John McCarty, who was a
well-known commander of the Twenty-sixth Mississippi Infantry,
Confederate States Army, and
is now living in Texas; Capt. William W., and Lucy, wife of
Otis Lewis, a prosperous planter of
Catahoula County, La. William W. Bailey was taken to be reared
by Hon. John W. Thompson, a
warm personal friend of his father's, from whom he received
his start in life, and made his home
with him until the latter's death, on the 21st of June, 1873,
at the age of sixty-six years. He
received a very liberal education in the schools of Ripley,
Miss., and March 28, 1861, enlisted as
a private in Company B, Ninth Mississippi Infantry, Confederate
States Army, and served twelve
months. He was then mustered out of the service in April,
1862, and was appointed by Col.
[p.1224] James L. Autry as adjustant-general of the post at
Vicksburg, and in June, 1862,
became adjutant of the Seventh Mississippi Regiment, serving
with the rank of captain for two
years, and before the close of the war served as adjutant
for several regiments. At the cessation
of hostilities he was captain of Company C. Second Mississippi
Cavalry, and had participated in
many battles, among which were Cumberland Gap, the siege of
Vicksburg, being the man who
took the reply to the Federal soldiers that “Mississippians
never surrender:” Pensacola, Iuka,
Corinth, Moscow, Tenn., Harrisburg, Miss., and many others.
He was never taken prisoner or
wounded, but had a horse shot from under him at Salem, Miss.

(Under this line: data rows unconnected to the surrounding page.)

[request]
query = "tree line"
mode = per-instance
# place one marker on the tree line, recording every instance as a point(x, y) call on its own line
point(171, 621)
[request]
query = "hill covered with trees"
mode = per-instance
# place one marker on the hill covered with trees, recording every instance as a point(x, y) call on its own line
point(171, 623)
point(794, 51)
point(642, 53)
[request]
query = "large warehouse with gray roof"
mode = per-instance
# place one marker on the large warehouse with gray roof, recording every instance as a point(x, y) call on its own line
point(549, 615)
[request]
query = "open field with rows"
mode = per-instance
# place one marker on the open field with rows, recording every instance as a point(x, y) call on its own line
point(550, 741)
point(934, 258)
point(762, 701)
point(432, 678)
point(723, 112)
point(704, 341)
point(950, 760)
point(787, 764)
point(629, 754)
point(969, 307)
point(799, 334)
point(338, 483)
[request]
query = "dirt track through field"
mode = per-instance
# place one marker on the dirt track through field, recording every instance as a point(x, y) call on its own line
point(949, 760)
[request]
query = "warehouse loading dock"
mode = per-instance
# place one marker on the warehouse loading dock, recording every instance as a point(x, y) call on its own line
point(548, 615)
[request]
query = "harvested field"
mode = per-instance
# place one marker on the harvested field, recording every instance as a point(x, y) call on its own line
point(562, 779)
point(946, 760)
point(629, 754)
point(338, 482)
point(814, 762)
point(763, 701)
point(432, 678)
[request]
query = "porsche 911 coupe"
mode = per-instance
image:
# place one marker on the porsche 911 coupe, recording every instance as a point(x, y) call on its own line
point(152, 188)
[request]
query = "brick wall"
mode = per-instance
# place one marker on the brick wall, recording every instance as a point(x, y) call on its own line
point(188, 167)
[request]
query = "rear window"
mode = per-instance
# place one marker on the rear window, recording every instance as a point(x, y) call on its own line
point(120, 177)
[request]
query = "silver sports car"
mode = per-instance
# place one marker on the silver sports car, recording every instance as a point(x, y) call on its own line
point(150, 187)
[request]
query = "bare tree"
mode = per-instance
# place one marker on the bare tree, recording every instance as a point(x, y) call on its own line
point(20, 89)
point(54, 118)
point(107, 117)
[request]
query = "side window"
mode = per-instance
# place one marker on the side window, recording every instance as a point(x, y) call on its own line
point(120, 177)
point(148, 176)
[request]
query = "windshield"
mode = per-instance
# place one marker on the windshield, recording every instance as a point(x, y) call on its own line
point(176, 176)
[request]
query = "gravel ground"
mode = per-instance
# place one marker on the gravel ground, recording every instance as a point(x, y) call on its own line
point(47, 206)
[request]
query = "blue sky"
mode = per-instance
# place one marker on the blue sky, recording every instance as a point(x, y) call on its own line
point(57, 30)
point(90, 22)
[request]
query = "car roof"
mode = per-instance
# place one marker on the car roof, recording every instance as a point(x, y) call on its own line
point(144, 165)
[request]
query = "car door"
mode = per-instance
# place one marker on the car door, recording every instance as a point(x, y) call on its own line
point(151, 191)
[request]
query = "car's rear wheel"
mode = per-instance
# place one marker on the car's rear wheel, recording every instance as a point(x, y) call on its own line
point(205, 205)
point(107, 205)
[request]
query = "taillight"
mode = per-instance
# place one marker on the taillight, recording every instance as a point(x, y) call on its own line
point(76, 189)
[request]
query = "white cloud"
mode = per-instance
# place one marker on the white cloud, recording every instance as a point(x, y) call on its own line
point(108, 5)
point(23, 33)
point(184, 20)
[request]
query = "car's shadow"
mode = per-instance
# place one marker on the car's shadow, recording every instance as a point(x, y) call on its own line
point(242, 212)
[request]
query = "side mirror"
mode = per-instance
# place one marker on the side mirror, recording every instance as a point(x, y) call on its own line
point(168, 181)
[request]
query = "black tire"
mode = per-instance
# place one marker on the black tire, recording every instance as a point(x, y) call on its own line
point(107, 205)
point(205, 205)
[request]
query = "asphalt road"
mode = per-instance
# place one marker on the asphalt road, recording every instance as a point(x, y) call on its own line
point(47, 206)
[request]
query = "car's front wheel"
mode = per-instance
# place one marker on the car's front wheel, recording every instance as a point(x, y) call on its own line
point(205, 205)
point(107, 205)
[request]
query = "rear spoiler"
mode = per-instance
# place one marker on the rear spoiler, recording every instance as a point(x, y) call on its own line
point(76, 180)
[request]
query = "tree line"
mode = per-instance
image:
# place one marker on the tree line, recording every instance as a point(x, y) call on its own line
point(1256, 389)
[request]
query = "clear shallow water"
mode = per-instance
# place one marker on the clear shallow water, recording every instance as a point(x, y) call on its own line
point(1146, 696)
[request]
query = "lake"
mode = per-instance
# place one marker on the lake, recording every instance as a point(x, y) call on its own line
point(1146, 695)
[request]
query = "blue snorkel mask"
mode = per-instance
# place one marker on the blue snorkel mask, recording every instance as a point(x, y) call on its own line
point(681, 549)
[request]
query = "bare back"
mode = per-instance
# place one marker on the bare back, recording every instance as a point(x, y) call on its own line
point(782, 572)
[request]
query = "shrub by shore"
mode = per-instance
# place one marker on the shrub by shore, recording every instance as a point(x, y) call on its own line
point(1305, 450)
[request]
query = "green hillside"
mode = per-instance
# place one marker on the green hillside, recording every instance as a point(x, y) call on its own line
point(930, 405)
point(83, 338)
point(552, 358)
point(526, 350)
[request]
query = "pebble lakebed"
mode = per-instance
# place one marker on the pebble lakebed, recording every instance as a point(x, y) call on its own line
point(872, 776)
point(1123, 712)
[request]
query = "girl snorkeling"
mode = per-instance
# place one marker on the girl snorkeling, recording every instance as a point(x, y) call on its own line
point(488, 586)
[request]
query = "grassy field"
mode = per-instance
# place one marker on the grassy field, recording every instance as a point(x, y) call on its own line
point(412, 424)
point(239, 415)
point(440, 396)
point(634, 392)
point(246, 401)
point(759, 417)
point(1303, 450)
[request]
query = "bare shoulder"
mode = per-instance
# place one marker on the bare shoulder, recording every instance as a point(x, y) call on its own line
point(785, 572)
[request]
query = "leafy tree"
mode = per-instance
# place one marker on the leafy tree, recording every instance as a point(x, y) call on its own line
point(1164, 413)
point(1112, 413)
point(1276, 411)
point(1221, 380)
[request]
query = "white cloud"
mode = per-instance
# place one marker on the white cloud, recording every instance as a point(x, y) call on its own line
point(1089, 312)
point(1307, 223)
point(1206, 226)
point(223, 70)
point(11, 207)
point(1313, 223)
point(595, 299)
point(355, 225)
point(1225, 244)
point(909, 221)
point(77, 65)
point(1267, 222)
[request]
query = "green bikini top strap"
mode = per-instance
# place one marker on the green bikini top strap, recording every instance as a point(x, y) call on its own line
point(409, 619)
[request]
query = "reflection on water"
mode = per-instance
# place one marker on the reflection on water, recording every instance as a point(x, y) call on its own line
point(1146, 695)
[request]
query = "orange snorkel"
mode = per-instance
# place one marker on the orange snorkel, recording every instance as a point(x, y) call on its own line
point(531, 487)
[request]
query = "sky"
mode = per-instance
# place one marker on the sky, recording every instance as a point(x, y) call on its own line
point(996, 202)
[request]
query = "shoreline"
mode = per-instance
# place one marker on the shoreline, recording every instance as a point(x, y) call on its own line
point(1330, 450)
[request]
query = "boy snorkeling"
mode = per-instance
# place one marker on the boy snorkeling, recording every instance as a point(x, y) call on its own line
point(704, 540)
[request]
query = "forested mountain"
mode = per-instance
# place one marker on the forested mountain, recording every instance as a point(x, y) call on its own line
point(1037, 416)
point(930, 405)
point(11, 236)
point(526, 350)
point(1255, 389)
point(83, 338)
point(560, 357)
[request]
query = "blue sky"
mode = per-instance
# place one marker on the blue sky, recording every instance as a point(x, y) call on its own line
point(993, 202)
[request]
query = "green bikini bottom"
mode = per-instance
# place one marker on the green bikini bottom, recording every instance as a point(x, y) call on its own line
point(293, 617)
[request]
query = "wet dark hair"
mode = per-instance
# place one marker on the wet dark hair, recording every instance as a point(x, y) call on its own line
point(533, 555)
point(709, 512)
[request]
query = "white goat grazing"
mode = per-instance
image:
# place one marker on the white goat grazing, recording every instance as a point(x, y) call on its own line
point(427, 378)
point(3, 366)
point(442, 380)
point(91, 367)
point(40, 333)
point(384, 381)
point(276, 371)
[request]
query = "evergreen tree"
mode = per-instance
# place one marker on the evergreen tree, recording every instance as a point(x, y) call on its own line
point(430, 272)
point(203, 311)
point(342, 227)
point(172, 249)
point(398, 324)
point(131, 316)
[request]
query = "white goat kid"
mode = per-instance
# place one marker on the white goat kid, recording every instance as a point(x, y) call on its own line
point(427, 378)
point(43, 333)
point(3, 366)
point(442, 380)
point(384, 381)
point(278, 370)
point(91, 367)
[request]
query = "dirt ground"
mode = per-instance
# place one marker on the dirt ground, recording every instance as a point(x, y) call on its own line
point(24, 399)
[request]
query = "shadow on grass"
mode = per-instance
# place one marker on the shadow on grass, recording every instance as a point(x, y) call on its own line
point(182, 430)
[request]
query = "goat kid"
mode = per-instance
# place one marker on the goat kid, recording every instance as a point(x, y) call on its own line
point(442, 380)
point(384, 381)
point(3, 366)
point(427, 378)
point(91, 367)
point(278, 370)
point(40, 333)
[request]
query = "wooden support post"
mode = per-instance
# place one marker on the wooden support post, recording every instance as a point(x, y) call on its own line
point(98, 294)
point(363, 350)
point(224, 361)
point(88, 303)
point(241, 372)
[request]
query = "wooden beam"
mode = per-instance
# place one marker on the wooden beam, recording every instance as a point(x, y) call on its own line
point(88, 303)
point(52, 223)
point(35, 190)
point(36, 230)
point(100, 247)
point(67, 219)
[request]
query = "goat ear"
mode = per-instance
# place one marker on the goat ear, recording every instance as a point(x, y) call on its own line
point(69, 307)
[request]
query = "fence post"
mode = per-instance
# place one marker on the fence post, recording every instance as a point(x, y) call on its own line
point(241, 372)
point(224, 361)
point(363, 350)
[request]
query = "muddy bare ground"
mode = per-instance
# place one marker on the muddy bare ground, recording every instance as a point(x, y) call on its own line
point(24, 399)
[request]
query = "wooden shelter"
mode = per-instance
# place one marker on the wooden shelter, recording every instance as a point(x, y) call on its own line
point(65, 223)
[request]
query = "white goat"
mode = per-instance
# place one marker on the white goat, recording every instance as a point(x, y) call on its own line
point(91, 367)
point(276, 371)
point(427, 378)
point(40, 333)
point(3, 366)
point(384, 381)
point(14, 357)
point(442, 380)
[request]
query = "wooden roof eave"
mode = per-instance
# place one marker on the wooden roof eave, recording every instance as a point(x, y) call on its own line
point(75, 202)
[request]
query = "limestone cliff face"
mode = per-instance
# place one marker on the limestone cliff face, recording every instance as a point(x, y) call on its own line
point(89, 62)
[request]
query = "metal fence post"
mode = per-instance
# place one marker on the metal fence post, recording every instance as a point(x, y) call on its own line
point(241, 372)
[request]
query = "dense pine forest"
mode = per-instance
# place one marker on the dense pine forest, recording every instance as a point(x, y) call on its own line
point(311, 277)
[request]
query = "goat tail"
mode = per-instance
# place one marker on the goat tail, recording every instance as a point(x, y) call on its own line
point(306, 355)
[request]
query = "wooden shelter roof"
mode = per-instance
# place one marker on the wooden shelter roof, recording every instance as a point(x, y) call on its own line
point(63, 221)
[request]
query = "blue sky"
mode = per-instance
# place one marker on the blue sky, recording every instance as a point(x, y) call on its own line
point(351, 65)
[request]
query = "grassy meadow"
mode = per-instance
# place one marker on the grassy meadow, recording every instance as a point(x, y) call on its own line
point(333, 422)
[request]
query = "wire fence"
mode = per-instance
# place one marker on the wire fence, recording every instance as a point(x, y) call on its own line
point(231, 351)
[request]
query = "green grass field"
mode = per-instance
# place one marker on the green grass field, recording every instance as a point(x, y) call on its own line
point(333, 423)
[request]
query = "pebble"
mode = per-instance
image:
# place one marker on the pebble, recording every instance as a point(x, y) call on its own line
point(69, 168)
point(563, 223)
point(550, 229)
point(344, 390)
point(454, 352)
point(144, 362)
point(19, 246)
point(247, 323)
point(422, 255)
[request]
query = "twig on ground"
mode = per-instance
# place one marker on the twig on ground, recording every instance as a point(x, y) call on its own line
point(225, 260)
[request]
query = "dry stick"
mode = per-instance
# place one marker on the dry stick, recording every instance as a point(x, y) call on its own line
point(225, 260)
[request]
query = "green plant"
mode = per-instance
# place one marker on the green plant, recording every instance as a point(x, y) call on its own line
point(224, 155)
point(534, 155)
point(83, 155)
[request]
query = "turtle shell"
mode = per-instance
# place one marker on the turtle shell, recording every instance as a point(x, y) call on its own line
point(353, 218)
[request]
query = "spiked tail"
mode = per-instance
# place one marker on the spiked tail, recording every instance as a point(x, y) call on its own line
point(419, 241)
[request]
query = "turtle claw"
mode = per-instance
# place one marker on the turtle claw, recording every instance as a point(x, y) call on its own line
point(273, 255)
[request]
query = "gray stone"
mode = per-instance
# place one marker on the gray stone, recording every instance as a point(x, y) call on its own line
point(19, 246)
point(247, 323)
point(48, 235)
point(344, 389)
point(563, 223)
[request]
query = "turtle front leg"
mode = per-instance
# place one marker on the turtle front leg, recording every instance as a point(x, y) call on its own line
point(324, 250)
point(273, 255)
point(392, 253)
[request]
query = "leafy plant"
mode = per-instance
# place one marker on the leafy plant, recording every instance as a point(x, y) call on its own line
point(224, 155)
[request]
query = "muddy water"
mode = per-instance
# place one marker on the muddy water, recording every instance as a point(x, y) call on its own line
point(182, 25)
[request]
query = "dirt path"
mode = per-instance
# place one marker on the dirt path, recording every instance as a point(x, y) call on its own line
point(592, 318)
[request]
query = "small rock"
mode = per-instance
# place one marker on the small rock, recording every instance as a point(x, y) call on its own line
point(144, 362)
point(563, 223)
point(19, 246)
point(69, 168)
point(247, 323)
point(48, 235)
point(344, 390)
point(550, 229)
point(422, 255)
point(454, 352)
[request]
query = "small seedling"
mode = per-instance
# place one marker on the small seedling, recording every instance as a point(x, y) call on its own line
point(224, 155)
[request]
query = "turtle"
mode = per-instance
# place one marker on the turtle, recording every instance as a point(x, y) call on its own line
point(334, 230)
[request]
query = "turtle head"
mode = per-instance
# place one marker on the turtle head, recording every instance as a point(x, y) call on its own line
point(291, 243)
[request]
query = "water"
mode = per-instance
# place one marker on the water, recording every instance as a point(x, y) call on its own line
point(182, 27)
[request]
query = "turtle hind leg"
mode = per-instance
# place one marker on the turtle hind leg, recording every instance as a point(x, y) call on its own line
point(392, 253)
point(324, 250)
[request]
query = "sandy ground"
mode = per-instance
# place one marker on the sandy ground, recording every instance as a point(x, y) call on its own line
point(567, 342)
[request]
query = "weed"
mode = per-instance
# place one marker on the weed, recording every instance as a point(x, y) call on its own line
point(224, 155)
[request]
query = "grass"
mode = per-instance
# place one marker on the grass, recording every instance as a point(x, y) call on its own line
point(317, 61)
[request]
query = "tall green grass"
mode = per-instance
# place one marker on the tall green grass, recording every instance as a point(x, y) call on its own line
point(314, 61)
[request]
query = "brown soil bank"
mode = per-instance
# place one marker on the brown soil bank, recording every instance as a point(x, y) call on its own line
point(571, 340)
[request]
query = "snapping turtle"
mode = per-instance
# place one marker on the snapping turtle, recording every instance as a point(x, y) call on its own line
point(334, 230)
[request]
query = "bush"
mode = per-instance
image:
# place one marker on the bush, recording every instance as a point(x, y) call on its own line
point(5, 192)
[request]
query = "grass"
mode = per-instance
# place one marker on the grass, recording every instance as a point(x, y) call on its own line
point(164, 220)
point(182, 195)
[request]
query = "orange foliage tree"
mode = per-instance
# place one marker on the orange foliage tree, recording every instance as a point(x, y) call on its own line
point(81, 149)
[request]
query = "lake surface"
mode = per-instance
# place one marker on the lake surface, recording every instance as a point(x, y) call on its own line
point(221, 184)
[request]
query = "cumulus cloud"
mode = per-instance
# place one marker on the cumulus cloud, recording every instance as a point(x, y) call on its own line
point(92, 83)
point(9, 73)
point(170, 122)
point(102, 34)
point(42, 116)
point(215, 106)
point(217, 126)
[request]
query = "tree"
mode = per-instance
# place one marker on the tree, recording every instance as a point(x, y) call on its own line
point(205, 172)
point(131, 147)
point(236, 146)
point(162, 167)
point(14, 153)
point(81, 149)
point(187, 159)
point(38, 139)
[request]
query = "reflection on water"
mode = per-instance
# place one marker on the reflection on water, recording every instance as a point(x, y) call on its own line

After the war he returned to
Ripley, Miss., where he studied law under
Judge John W. Thompson, being admitted to the bar
in 1866 by Alexander M. Clayton. He immediately formed a partnership
with his preceptor, and
practiced law in Ripley until 1881, when he came to Altus
and engaged in merchandising, and in
1884 became chairman of the Democratic Central Committee of
Franklin County. He is
president of the joint stock company of the Methodist Episcopal
College at Altus. On the 14th of
September, 1864, he was married to Ruth E. Sellers, who was
born in Rutherford County, N.
C., September 27, 1839. She was
a niece of Judge Thompson's, and was reared by him. Her
union with Mr. Bailey was blessed by three sons: Edmund I.,
a general merchant at Alma, Ark.;
George S., at home, and John W. T. Mr. and Mrs. Bailey are
members of the Methodist
Episcopal Church, and he is a stanch Democrat.